We were also experiencing a recovery lag.
What We Found Out
In Active Data Guard, the node that MRP runs on (the recovery node) becomes the master for all blocks. Therefore the GCS regions in the shared pool on that one instance become very large. Every time the shared pool grew, it was causing large flushes to occur (up to 1000 objects at a time according to X$KSMLRU). This also accounted for our ORA-4031 errors on large pool allocations as well as the severe library cache and shared pool contention.
What We Did to Address the Issue
The first thing we did was to migrate all users/services off of nodes 10 and 11. We decided that until we got more definitive answers from Oracle Support, we would dedicate nodes 10 and 11 to recovery. By keeping users off of both nodes, we could then “toggle” MRP back and forth between the two nodes and tweak our configurations without impact to users.

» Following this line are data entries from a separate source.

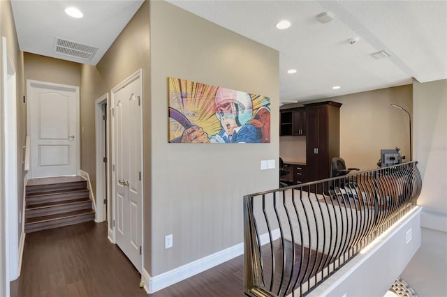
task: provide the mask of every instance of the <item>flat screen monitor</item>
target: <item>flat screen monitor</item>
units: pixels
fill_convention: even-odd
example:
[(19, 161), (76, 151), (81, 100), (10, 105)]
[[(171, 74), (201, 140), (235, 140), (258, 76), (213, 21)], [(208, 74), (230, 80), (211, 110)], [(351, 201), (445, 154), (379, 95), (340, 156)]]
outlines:
[(395, 165), (402, 162), (402, 158), (399, 151), (394, 149), (381, 149), (380, 150), (380, 161), (381, 167), (388, 167), (388, 166)]

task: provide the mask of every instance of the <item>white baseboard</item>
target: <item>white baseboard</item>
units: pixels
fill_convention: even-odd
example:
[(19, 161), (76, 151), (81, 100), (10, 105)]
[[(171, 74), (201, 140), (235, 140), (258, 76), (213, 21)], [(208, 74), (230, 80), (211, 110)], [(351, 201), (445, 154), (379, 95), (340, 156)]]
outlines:
[(149, 275), (149, 273), (146, 271), (146, 269), (143, 268), (142, 271), (141, 271), (141, 281), (145, 283), (143, 288), (145, 289), (145, 291), (146, 291), (146, 293), (147, 294), (149, 293), (149, 282), (150, 282), (150, 280), (151, 280), (151, 276)]
[(20, 241), (19, 242), (19, 267), (18, 276), (20, 276), (22, 272), (22, 259), (23, 258), (23, 249), (25, 246), (25, 232), (22, 231), (20, 235)]
[[(279, 229), (272, 231), (273, 241), (278, 239), (279, 236)], [(262, 234), (260, 236), (260, 241), (261, 245), (269, 243), (268, 234)], [(244, 243), (240, 243), (154, 277), (151, 277), (147, 271), (143, 268), (141, 278), (145, 282), (144, 287), (146, 291), (152, 294), (240, 256), (243, 253)]]

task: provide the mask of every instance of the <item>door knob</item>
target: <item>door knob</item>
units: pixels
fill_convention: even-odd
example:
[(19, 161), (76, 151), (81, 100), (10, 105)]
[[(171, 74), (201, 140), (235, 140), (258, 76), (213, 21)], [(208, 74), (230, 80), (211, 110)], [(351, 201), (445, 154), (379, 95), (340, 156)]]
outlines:
[(125, 185), (126, 187), (129, 187), (129, 181), (126, 181), (125, 179), (122, 179), (121, 181), (118, 181), (118, 183), (121, 183), (123, 185)]

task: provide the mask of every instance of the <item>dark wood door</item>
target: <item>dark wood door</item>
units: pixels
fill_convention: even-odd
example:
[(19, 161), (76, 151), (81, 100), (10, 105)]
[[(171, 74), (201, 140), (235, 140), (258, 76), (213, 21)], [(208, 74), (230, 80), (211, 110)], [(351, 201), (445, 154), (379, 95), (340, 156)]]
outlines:
[(318, 108), (309, 108), (307, 110), (307, 139), (306, 144), (306, 167), (307, 181), (318, 180), (318, 158), (316, 148), (319, 142), (319, 116)]
[(292, 135), (306, 135), (306, 111), (304, 108), (293, 112)]

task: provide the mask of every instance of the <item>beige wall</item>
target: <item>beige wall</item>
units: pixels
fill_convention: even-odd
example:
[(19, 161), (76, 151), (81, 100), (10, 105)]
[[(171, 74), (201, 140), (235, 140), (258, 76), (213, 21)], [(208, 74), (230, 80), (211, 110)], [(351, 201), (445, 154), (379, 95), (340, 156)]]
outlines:
[[(96, 67), (82, 65), (81, 70), (81, 125), (85, 127), (81, 143), (81, 168), (89, 172), (96, 188), (95, 100), (139, 69), (142, 69), (144, 206), (150, 209), (150, 114), (149, 1), (145, 1)], [(110, 129), (110, 123), (108, 123)], [(110, 144), (109, 144), (110, 145)], [(110, 197), (109, 199), (111, 199)], [(96, 199), (101, 199), (96, 197)], [(112, 211), (111, 207), (108, 211)], [(143, 215), (144, 230), (150, 234), (148, 211)], [(145, 234), (145, 237), (147, 236)], [(150, 241), (145, 243), (145, 254), (150, 254)], [(150, 258), (145, 257), (147, 267)]]
[[(409, 160), (409, 116), (405, 112), (392, 107), (391, 104), (400, 105), (411, 114), (412, 91), (412, 85), (405, 85), (300, 102), (284, 105), (281, 109), (316, 101), (332, 100), (342, 103), (340, 107), (340, 157), (344, 159), (349, 167), (369, 170), (377, 167), (381, 148), (399, 146), (402, 155), (406, 158), (405, 161)], [(283, 139), (283, 137), (279, 137), (279, 145), (286, 146), (289, 151), (293, 140), (291, 141), (290, 137)], [(285, 149), (281, 148), (281, 151)], [(300, 153), (305, 156), (305, 151)]]
[[(168, 77), (268, 96), (273, 111), (279, 84), (276, 50), (168, 3), (150, 5), (152, 220), (145, 227), (154, 276), (242, 243), (243, 195), (278, 186), (277, 164), (260, 169), (261, 160), (278, 162), (278, 112), (270, 144), (169, 144)], [(165, 250), (168, 234), (174, 245)]]
[(24, 53), (25, 79), (80, 86), (81, 64)]

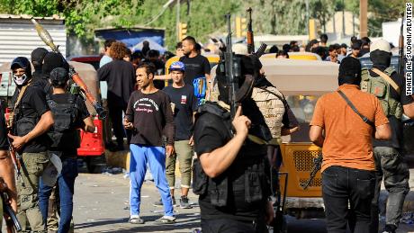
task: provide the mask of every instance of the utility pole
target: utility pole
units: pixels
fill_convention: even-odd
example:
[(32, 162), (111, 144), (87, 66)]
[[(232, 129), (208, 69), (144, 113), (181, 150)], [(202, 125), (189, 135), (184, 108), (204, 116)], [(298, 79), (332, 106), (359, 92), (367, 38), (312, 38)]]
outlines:
[(180, 0), (176, 0), (176, 40), (180, 40)]
[(359, 37), (368, 36), (368, 0), (359, 0)]
[(342, 0), (342, 36), (345, 37), (345, 0)]

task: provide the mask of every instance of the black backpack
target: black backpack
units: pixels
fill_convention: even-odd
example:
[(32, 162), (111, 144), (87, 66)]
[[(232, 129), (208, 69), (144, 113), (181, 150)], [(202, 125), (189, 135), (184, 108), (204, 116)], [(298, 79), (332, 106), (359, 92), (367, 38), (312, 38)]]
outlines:
[(47, 96), (48, 105), (53, 114), (55, 124), (48, 133), (52, 140), (50, 150), (73, 150), (80, 147), (80, 136), (77, 130), (79, 107), (76, 95), (69, 94), (67, 103), (57, 103), (53, 95)]

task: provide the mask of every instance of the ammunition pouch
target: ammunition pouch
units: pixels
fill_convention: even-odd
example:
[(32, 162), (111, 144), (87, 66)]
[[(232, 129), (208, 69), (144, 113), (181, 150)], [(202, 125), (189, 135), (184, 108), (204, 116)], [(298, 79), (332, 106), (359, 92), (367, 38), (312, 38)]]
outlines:
[(14, 129), (15, 129), (16, 135), (22, 137), (32, 131), (37, 122), (38, 121), (36, 121), (36, 119), (22, 117), (15, 121)]

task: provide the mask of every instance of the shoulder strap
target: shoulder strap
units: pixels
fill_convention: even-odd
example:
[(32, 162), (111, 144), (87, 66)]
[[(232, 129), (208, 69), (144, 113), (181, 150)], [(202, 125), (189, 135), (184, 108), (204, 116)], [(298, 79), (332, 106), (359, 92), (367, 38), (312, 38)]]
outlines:
[(398, 85), (394, 82), (394, 80), (392, 80), (392, 78), (391, 78), (389, 76), (387, 76), (385, 73), (383, 73), (382, 71), (377, 69), (377, 68), (372, 68), (371, 69), (374, 73), (379, 75), (381, 77), (382, 77), (385, 81), (387, 81), (392, 86), (392, 88), (394, 88), (394, 90), (398, 93), (398, 94), (400, 94), (400, 86), (398, 86)]
[(26, 92), (26, 89), (27, 89), (27, 86), (29, 85), (25, 85), (22, 87), (22, 89), (20, 90), (20, 93), (19, 93), (19, 95), (17, 96), (17, 100), (16, 100), (16, 103), (14, 103), (14, 107), (13, 108), (13, 112), (14, 112), (14, 111), (16, 110), (17, 106), (19, 106), (19, 103), (20, 103), (20, 101), (22, 100), (22, 97), (23, 96), (23, 94)]
[(358, 112), (358, 110), (356, 108), (356, 106), (352, 103), (352, 102), (348, 99), (348, 97), (346, 97), (346, 95), (341, 90), (338, 90), (338, 93), (339, 94), (339, 95), (341, 95), (342, 98), (344, 98), (344, 100), (346, 102), (348, 106), (351, 107), (351, 109), (364, 121), (364, 122), (375, 128), (375, 124), (373, 121), (371, 121), (371, 120), (369, 120), (367, 117), (361, 114)]

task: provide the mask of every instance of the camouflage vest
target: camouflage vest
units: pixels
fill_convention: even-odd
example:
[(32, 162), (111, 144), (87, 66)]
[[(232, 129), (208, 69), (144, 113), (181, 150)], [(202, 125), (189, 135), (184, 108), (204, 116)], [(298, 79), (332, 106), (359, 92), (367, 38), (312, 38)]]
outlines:
[(278, 144), (277, 141), (281, 138), (283, 126), (282, 119), (284, 114), (284, 104), (281, 100), (284, 95), (274, 86), (266, 89), (267, 91), (256, 87), (253, 88), (252, 99), (255, 100), (265, 117), (267, 127), (269, 127), (273, 138), (269, 143)]
[[(395, 72), (393, 67), (388, 67), (383, 71), (388, 76), (391, 76), (393, 72)], [(387, 117), (395, 116), (397, 119), (400, 119), (403, 112), (402, 104), (400, 101), (391, 97), (390, 91), (393, 87), (390, 83), (380, 76), (370, 76), (367, 68), (363, 68), (361, 75), (361, 91), (375, 95), (380, 100), (383, 112)]]

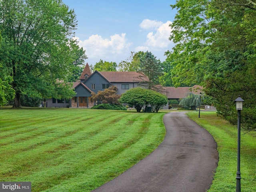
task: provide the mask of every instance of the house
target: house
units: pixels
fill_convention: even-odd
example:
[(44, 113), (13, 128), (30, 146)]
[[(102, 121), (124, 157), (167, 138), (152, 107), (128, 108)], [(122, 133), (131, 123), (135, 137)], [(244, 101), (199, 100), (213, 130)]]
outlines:
[(95, 71), (92, 73), (88, 63), (82, 73), (79, 81), (73, 82), (73, 88), (76, 94), (71, 99), (47, 100), (47, 107), (91, 107), (91, 93), (97, 94), (111, 86), (116, 86), (117, 94), (121, 94), (127, 90), (138, 86), (142, 80), (148, 78), (134, 71), (119, 72)]
[[(111, 86), (118, 88), (117, 94), (122, 94), (127, 90), (136, 87), (140, 82), (148, 80), (146, 76), (134, 71), (98, 71), (92, 73), (86, 64), (79, 81), (73, 82), (73, 88), (76, 94), (71, 99), (49, 99), (47, 107), (92, 107), (94, 103), (90, 102), (91, 93), (97, 94)], [(166, 95), (168, 99), (179, 99), (186, 97), (188, 92), (198, 94), (202, 88), (193, 87), (162, 87), (161, 92)], [(164, 107), (168, 109), (168, 105)]]

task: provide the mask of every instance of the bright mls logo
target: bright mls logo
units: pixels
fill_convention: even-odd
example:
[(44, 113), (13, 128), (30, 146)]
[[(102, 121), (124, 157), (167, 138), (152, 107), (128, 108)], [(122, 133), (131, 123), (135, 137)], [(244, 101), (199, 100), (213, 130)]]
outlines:
[(31, 182), (0, 182), (0, 192), (31, 192)]

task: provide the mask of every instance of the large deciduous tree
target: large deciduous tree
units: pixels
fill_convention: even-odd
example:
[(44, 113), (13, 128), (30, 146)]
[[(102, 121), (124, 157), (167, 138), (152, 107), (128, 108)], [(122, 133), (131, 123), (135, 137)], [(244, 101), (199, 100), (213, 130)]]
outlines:
[(108, 104), (120, 104), (118, 100), (121, 97), (118, 95), (117, 87), (116, 86), (110, 86), (104, 91), (98, 91), (96, 94), (92, 92), (91, 94), (91, 101), (92, 102), (97, 102), (97, 104), (107, 103)]
[(1, 1), (0, 70), (13, 79), (14, 107), (20, 107), (22, 94), (60, 98), (74, 94), (72, 85), (57, 80), (74, 70), (78, 51), (85, 57), (72, 40), (76, 25), (74, 10), (61, 0)]
[(176, 86), (200, 84), (218, 112), (237, 123), (234, 101), (245, 101), (242, 126), (256, 130), (256, 4), (250, 0), (184, 0), (172, 5), (178, 14), (166, 54)]
[(117, 65), (115, 62), (109, 62), (100, 59), (100, 61), (96, 63), (92, 68), (93, 71), (116, 71)]

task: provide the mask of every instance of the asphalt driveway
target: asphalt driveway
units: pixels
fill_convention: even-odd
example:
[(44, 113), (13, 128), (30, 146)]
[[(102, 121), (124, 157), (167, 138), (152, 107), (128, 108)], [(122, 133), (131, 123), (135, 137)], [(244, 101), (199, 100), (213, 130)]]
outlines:
[(164, 117), (166, 134), (151, 154), (94, 192), (205, 192), (218, 160), (216, 144), (183, 112)]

Support recommended that based on our high water marks for GCS allocations, that we increase the resource limits for those objects as well as increasing shared pool and SGA sizes on the two recovery nodes (nodes 10 and 11). Here are the values we used:
_gcs_resources=80000000 _gcs_shadows_locks=80000000 shared_pool_size=48G db_cache_size=24G sga_target=84G sga_max_size=90G
We made the changes and then restarted both instances and MRP/recovery.
Results
After those changes, things stabilized and MRP caught up. Users reported no further problems with queries and the problem went away.
Additional Info
There is a patch for bug 17597704 that allows blocks to be “multi-mastered” (mastered on all nodes in the cluster, instead of just on the recovery node). We opted not to apply and enable this fix as we felt that it was potentially trading one problem for another. In other words, instead of going to the recovery nodes for the block masters, queries running on one node would potentially have to visit any of the other 15 nodes. Since performance was fine with mastering on the recovery node, we left this one alone.
In addition, in 11.2, these GCS-related allocations are permanent objects and not freeable. There is a patch (21863727) in 12.1.0.2 that makes these objects freeable but unfortunately there is no remedy for 11.2 at this time. This explains why flushes of the shared pool did not help.